„…Und dazu gehört auch konstruktiver Umgang mit Streit und Konflikten!“ – Interview zum Thema „Rügen und Rüffel von Fremden“.
Psychiater Hans-Otto Thomashoff spricht über die unabdingbare Vorbildfunktion der Eltern, unangemessenes Maßregeln fremder Kinder und warnt vor einer idealisierten Erziehung.
Inwiefern ist es generelle Aufgabe von Erwachsenen, sich auch fremden Kindern gegenüber erzieherisch zu betätigen?
Hans-Otto Thomashoff: Ich bin der Ansicht, dass sich grundsätzlich niemand in die Erziehung anderer einzumischen hat. Eltern haben ein Recht darauf, das Vorbild für ihre Kinder zu sein, das sie eben gerne abgeben möchten.
Haben aber nicht alle Erwachsene per se Vorbildfunktion, weil sie die Gesellschaft idealerweise auf verantwortliche Weise mitgestalten?

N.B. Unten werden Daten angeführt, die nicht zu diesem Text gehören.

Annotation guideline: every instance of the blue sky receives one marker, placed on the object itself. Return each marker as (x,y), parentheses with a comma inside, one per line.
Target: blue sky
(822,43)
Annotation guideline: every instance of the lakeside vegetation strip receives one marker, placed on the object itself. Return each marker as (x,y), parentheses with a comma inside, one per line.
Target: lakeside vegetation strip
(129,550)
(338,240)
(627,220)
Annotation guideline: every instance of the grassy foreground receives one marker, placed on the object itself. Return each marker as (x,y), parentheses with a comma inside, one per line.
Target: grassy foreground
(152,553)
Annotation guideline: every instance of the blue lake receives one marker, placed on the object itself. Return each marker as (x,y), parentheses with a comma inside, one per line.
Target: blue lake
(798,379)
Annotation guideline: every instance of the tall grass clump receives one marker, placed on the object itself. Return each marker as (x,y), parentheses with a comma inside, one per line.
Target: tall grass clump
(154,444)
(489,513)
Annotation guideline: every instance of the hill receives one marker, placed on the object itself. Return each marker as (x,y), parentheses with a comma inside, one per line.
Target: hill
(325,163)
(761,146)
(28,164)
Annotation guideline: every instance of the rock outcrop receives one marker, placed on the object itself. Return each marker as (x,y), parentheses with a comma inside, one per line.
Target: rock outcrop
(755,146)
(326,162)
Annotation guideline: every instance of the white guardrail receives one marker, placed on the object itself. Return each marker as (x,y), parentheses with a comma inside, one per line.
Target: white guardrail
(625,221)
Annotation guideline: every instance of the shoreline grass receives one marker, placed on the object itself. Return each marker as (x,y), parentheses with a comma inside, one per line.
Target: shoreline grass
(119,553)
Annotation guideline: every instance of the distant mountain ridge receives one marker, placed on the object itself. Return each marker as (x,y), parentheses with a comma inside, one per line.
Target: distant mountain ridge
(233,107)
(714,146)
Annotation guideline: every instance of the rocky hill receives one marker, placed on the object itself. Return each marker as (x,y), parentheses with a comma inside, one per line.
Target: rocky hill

Thomashoff: In früheren Zeiten hat es generell – und so auch in Erziehungsbelange – einen breiteren Konsens darüber gegeben, was richtig oder falsch ist. Kollektives Erziehen kommt etwa in Gesellschaften, in denen Großfamilien noch eine größere Rolle spielen, bei manchen Naturvölkern etwa, mehr Bedeutung zu. Unsere westlichen Gesellschaften stellen jedoch das Individuum in den Vordergrund, und damit ist auch die Freiheit verbunden, Lebensentwürfe verschieden zu gestalten. Insofern ist es folgerichtig, dass es jedem selbst überlassen ist, seine Kinder nach eigenem Gutdünken zu erziehen.
Wo liegen die Grenzen für allfälliges Zurechtweisen fremder Kinder?
Thomashoff: Aggressive Beschimpfungen sind auf jeden Fall unangemessen, und natürlich auch Handgreiflichkeiten. Im Endeffekt geht es beim Erziehen immer ums Vorleben. Dazu gehört auch das konstruktive Lösen von Konflikten. Zum Beispiel, indem wir klare Worte dafür finden, dass wir zwar anderer Ansicht sind, aber dennoch das Recht des anderen auf seine eigene Erziehungsvorstellungen respektieren.
Erziehung ist keine Leistungsshow!
Hans-Otto Thomashoff, Psychoanalytiker und Autor, www.thomashoff.de
Was gilt denn, wenn Kinder bei anderen zu Besuch sind?
Thomashoff: In meinem Haus gelten meine Regeln. Also auch für Gästekinder. Am Spielplatz oder im Park gilt ebenfalls mein Erziehungsmaßstab, wenn ich gerade Aufsichtsperson für andere Kinder bin.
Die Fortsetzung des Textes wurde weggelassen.